Both groups had a statistically-significant reduction in mean percentage of area affected and rash severity of the right buttock region by day 7 (p = < 0.001) (Figures 8 and 9). The Wilcoxon signed ranks test indicated that the treatment group had a statistically-significant improvement between the initial visit and day 2 for percentage of area affected (p = 0.009; effect size 0.43), compared with the control group (p = 0.363; effect size 0.15); and between the initial visit and day 4 for rash severity (p = 0.002; effect size 0.51), compared with the control group (p = 0.529; effect size 0.1). Inter-group analysis revealed statistically-significant differences on day 4 (p = 0.010) and day 7 (p = 0.024) for percentage of area affected, and on days 2 (p = 0.048), 4 (p = 0.005) and 7 (p = 0.019) for rash severity, indicating that the treatment group outperformed the control group.

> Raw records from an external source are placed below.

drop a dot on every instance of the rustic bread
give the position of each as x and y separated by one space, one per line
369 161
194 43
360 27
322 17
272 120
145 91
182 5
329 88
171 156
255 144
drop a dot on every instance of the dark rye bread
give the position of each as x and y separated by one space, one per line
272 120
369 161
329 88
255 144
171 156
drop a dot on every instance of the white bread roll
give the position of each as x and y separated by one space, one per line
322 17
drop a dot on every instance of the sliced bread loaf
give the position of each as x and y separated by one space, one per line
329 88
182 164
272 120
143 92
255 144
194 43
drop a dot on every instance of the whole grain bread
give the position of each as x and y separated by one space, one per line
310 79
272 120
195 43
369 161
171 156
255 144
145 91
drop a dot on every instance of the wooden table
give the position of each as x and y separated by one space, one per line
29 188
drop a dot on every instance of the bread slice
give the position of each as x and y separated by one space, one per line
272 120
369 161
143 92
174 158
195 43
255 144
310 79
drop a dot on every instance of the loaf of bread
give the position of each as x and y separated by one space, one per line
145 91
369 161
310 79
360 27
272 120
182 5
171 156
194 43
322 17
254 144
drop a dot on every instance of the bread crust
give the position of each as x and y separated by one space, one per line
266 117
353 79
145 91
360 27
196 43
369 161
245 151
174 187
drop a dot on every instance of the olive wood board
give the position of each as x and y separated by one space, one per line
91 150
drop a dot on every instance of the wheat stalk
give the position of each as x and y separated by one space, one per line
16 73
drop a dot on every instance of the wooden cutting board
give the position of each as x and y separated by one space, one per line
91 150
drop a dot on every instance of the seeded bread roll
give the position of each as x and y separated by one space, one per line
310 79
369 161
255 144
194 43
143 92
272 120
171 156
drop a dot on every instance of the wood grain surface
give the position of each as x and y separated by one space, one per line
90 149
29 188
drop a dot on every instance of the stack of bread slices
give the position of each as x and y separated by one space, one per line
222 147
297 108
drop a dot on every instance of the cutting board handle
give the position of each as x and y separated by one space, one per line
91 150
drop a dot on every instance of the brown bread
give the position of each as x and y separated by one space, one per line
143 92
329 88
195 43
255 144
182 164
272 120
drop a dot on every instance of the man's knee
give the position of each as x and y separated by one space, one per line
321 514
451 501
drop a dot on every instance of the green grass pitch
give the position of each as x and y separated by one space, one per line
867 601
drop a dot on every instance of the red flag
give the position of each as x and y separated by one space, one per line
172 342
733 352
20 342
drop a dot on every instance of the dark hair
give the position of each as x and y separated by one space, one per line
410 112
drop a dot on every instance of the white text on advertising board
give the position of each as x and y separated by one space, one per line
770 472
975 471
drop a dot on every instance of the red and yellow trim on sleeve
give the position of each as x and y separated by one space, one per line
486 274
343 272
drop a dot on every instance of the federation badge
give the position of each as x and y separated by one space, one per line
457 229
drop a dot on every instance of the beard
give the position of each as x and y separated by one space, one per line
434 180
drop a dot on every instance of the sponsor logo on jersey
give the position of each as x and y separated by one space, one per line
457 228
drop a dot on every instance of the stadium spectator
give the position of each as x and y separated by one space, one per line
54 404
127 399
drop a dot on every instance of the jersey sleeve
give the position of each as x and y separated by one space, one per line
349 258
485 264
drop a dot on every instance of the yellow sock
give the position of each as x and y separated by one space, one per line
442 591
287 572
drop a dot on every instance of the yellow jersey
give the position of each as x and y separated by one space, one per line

Both groups had a statistically-significant reduction in mean percentage of area affected and rash severity by day 7 (p = < 0.001) (Figures 10 and 11). The Wilcoxon signed ranks test indicated that the treatment group had a statistically-significant improvement between the initial visit and day 4 for both percentage of area affected (p = 0.001; effect size 0.49) and for rash severity (p = 0.005; effect size 0.46), compared with the control group (percentage of area affected p = 0.063, effect size 0.38; rash severity p = 0.467, effect size 0.12). Inter-group analysis revealed statistically-significant differences on days4 (p = 0.006) and 7 (p = 0.010) for percentage of area affected, and on days 2 (p = 0.067), 4 (p = 0.002) and 7 (p = 0.010) for rash severity, indicating that the treatment group outperformed the control group.
It was noted that each participant in the control group received on average more frequent daily applications of the cream (5.18) than the participants within the treatment group (4.63).
DD is a common problem and is of concern for both parents and healthcare providers. The symptoms of DD are distressing for the infant, and require an appropriate and rapidly-effective treatment plan (Friedlander et al. 2009). In this study, homeopathically-medicated milking cream was compared with unmedicated milking cream to evaluate its efficacy in alleviating the symptoms of DD.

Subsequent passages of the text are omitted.